The pattern is as busy and indescribably awe-inspiring as the curtains that hung in my great-grandmother’s living room. The exact curtains, I might add, that I waved around with my hands while I watched Scooby-Doo, who is still one of my favorite people.
My Scooby-Doo bikini has been in Colleen’s possession since last summer, when we had a pool time play date at her parents’ house. Now, with the warming weather and a freshly cut back yard, I want my Scooby-Doo bikini in case I need to run around the yard, bathe Daisy or cover myself in SPF 90 and lay out on a blanket. It would not be beyond the realm of possibility to catch me practicing yoga in this thing, in the privacy of my back yard, of course.
When I get my bikini home tonight, I rush to replace it in the top drawer of my dresser. When I do, I see that old, decrepit kung fu bikini. I pull it out and hold it up. The navy blue is fading and the little beads have lost their luster.
Of course, I have to put it on.
The weathered elastic cuts into my hips now and there is this unflattering activity in the back I’ve heard referred to as muffin tops. Funny thing, though, my arms are no less defined than they were when this bathing suit was new. I can see this fancy feathering of abdominal muscles and trenches of muscle in my hips. But, also, there are muffin tops.
I think about throwing the thing away, but I do not.
When women want to say something nice and don’t know exactly what to say, they say, “Girl, you look good. Have you lost weight?”
This is not the compliment that it once was for me. Once I perceived this “compliment” to mean I had worth, my training had value. But now, being overly small, petite, skinny goes against what I’m actually going for here. Now, I correct this “compliment” quickly.
“No, I’m still a hundred and forty pounds.”
And every hundred and forty pounds of me looks good in my Scooby-Doo bikini. My friends are friends with me because their hearts are warm and so is mine. My heart is as warm and innately good as it was when I was ten. The outside of us changes. We gain and lose weight, have babies and get boob jobs. A mind can grow and develop, expanding with concepts and ideas. We grow as people. Life patterns can change, taste can change; one minute a kung fu bikini and the next, Scooby-Doo.

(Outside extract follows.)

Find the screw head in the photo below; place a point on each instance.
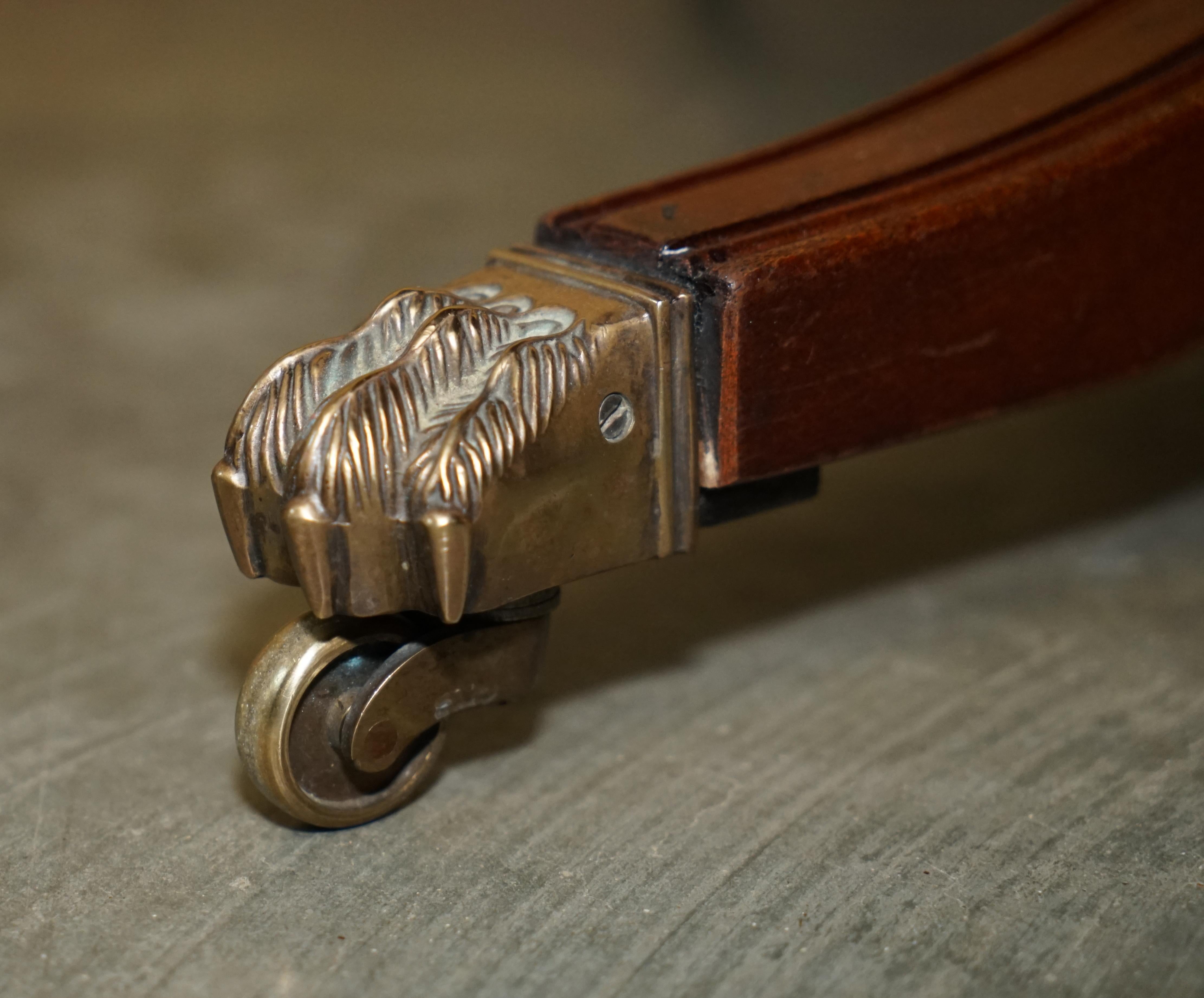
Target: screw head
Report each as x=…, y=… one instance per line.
x=616, y=417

Neither life is better. Neither incarnation of me at any point in my life is more or less impressive. It takes time to really figure out who we are and where we want to go. It takes years to discover my voice, as I discussed in my previous post. It takes more than a few months to learn not to judge my practice on body fat percentage.
How well do I know my heart? That’s the critical assessment for my progress. I realize I have always known my heart, but there was a time in my life when I was trying to make my life conform to ideas in my mind about how life should be.
What is comes down to is that I was trying to be a Scooby-Doo girl in a kung fu world. I once thought you can take the girl out of kung fu, but you can’t take the kung fu out of the girl. Ultimately, the girl doesn’t change, only how the personality manifests. I am still a fat kid, a kung fu princess and a yoga practitioner (always in training). My friends are friends with the fat kid, kung fu princess, yoga chick, and chicken little, all at the same time. We have that understanding.
At the conclusion of his lecture, Dr. Desikachar (a young yoga master, grandson of Krishnamacharya who taught the modern master trifecta) answered a question from the audience. The question, “How do we know our mind? How do we understand it?”
Dr. Desikachar answered, “Don’t worry about the mind. With a constant link with the heart, you will know your own mind.”
Dear Readers, I don’t have anything to add to that, I think he said it all.